Elisabeth Seitz: Ich finde, dass der Leistungssport sich sehr viel von solchen Events abschauen kann. Sich selbst feiern, Sport feiern, gemeinsam Sport erleben und feiern – das ist doch die Quintessenz allen Sports.
NK: Haben Sie lange überlegen müssen, um die Rolle als Schirmherrin einzunehmen?
Elisabeth Seitz: Ich habe sofort zugesagt. Na ja, nicht ganz sofort, erst habe ich mir ein paar Videos auf der Homepage zum Rheinspringen angeschaut. Ich war total geflasht und begeistert. Ich habe gleich gesehen, dass das mitnimmt und perfekt zu mir passt.

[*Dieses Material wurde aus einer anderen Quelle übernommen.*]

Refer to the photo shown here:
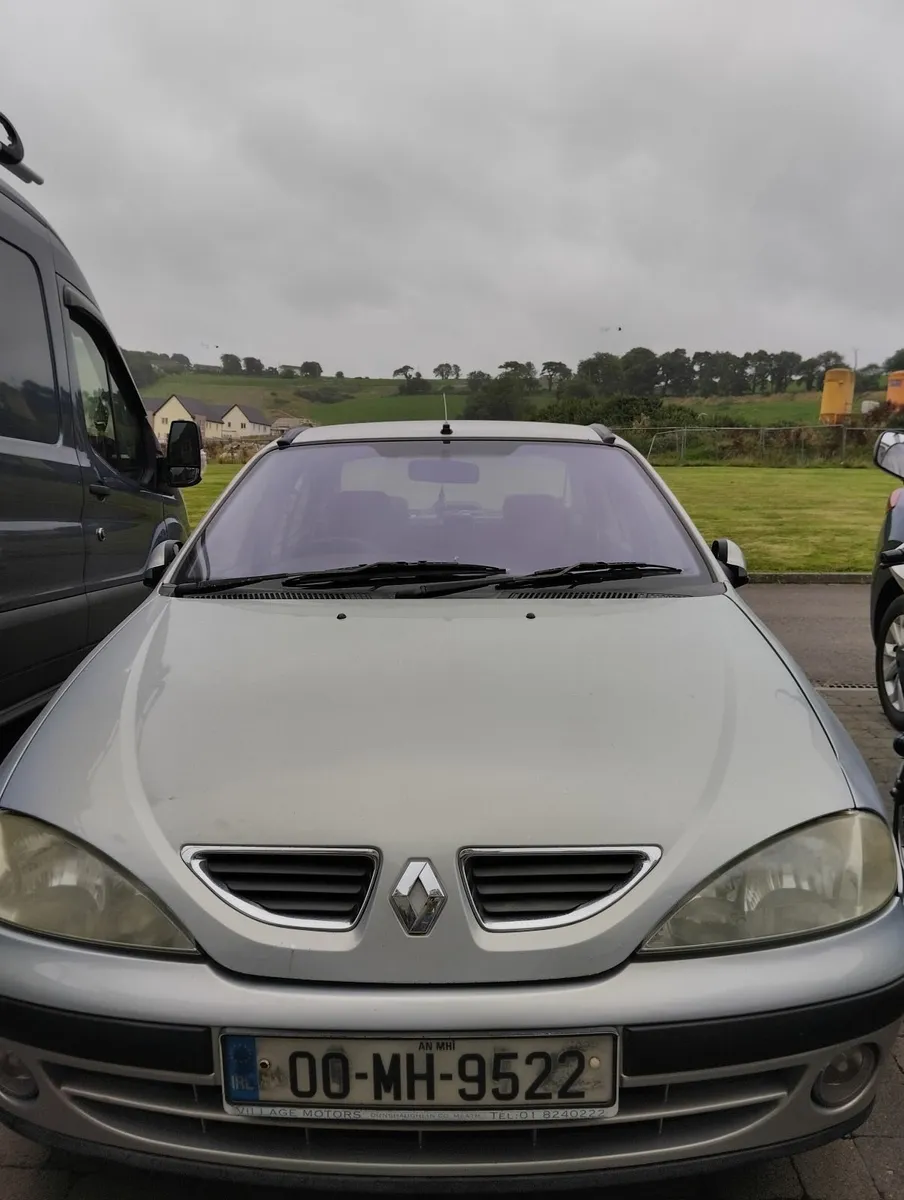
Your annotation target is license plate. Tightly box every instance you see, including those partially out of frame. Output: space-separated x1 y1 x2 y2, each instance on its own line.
221 1032 617 1123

NK: Beim Blobbing werden Sie als Sprungrichterin und Co-Kommentatorin zum Einsatz kommen. Erfahrungen diesbezüglich?
Elisabeth Seitz: Ich denke, ich werde das hinbekommen. Es sind viele turnerische Elemente dabei, die ich gut beurteilen kann.
NK: Sie waren 2023 als Botschafterin des Deutschen Olympischen Sportbundes unterwegs. Bleiben Sie als vierfache Olympia-Teilnehmerin Olympia treu?
Elisabeth Seitz: Ja, ich hoffe sehr, bei Olympia 2028 in Los Angeles (USA) dabei zu sein. Am liebsten als TV-Expertin.
NK: Worms ist durch die Nibelungen und die Nibelungen-Festspiele bekannt. Wären Sie vor dem Wormser Dom gerne mal dabei?
Elisabeth Seitz: Ich hatte bisher wegen meines Sports nie Zeit. Vielleicht lädt mich ja ein Wormser dazu ein (lacht). Dann würde ich mir die Nibelungen gerne einmal anschauen.
NK: Worauf freuen Sie sich beim Besuch in Worms am Floßhafen ganz besonders?
Elisabeth Seitz: Ich bin gespannt auf die vielen Kunststücke auf der Schanze und beim Blobbing. Außerdem freue ich mich auf meine Rolle als „Ex-Turnerin“, denn nun kann ich den Sport einfach einmal genießen, als sportlich glänzen zu müssen. Sommer, Sonne, Wasser, turnen – passt!